For me, that’s one of the tremendous lessons to come out of this—the focus on provider and caregiver wellbeing. And what are the things that organizations can do to progressively make the delivery of care more efficient, more effective and ultimately easier for caregivers and providers. If we can make ordering the right lab easier or interpreting the results of the lab better and more reliable in the context of the patient, I think those are areas where Labcorp and delivery systems like Swedish can partner so that we can continue to improve the care that we deliver to our patients.
Question
Dr. Caveney: There was incredible collaboration among the different commercial laboratories to figure out what platforms to bring up, what the global supply chain looked like and how we could improve the science and, eventually, turnaround times. How did you make decisions around bringing up some testing capacity locally on site versus needing to use excess capacity for maybe less acute patients and outpatients at a partner like Labcorp?
Answer
Dr. Dale: We rely pretty much exclusively in terms of our inpatient footprint on Labcorp for testing. We had a series of discussions around which machines would be available, and then reagent availability was a big issue. We really tried to answer the question: what’s the best way to provide the quickest turnaround time for people who need it the most?

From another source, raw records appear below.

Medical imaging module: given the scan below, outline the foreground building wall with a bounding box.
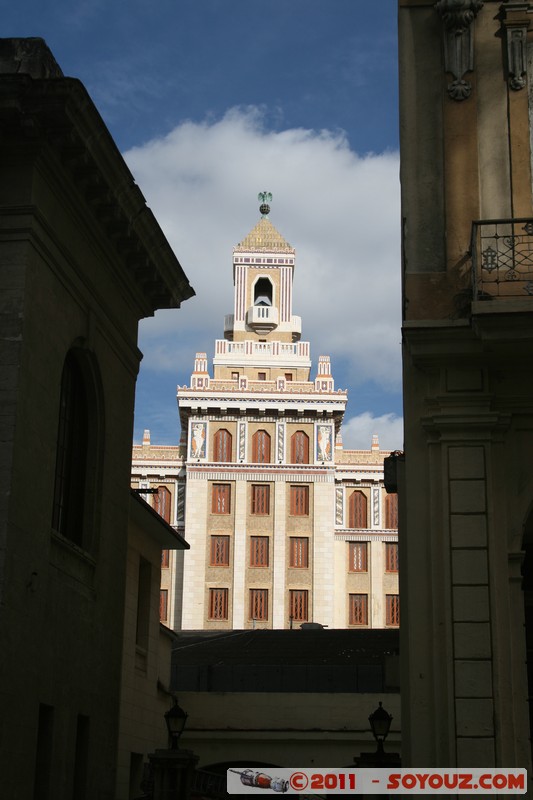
[0,39,192,800]
[399,0,533,768]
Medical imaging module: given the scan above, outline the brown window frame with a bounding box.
[211,483,231,514]
[385,594,400,628]
[290,484,309,517]
[291,431,309,464]
[385,542,400,572]
[248,589,268,622]
[251,483,270,517]
[213,428,233,464]
[348,542,368,572]
[153,486,172,525]
[348,489,368,530]
[208,588,229,620]
[209,533,229,567]
[289,536,309,569]
[289,589,309,622]
[385,494,398,530]
[250,536,270,567]
[252,429,272,464]
[348,593,368,625]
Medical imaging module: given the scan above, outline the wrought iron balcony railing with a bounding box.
[471,218,533,300]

It’s interesting to hear you talk about the commercial testing labs coming together across America. Maybe we don’t talk enough about the number of different parts of America that had to come together in order to fight the global pandemic, right? There’s so much interdependency in this very complicated system. As a healthcare delivery system in Seattle, we’re not experts in lab testing. We’re experts in patients and in diagnosis and in treating people and in having relationships and in our local communities, but we need to have partners who have deep expertise in their areas of expertise, so that we can all come together to improve the health of our communities and keep people safe. We saw areas here where people rose to the challenge again and again.
Question
Dr. Caveney: Do you think that there are some potential lessons learned from what we’ve all gone through so laboratories and the clinical and administrative staff can work together in the future to drive better care outcomes because of a more cohesive and collaborative clinical environment that we all want to see?
Answer
Dr. Dale: Unquestionably so. I’m a pulmonary critical care doctor, so I’m an internist, and you can’t practice internal medicine without good laboratory data. It really is being able to take the measurements of blood or serum or whatever it is and put them into the context of the patient. Then form a diagnosis that we can act on. If you couple that with therapies and treating patients, then you have what medicine is from a scientific perspective. Doing what’s humanistically right for patients is the art of medicine. I think that we can continue to partner more and really collaborate to provide better services for patients.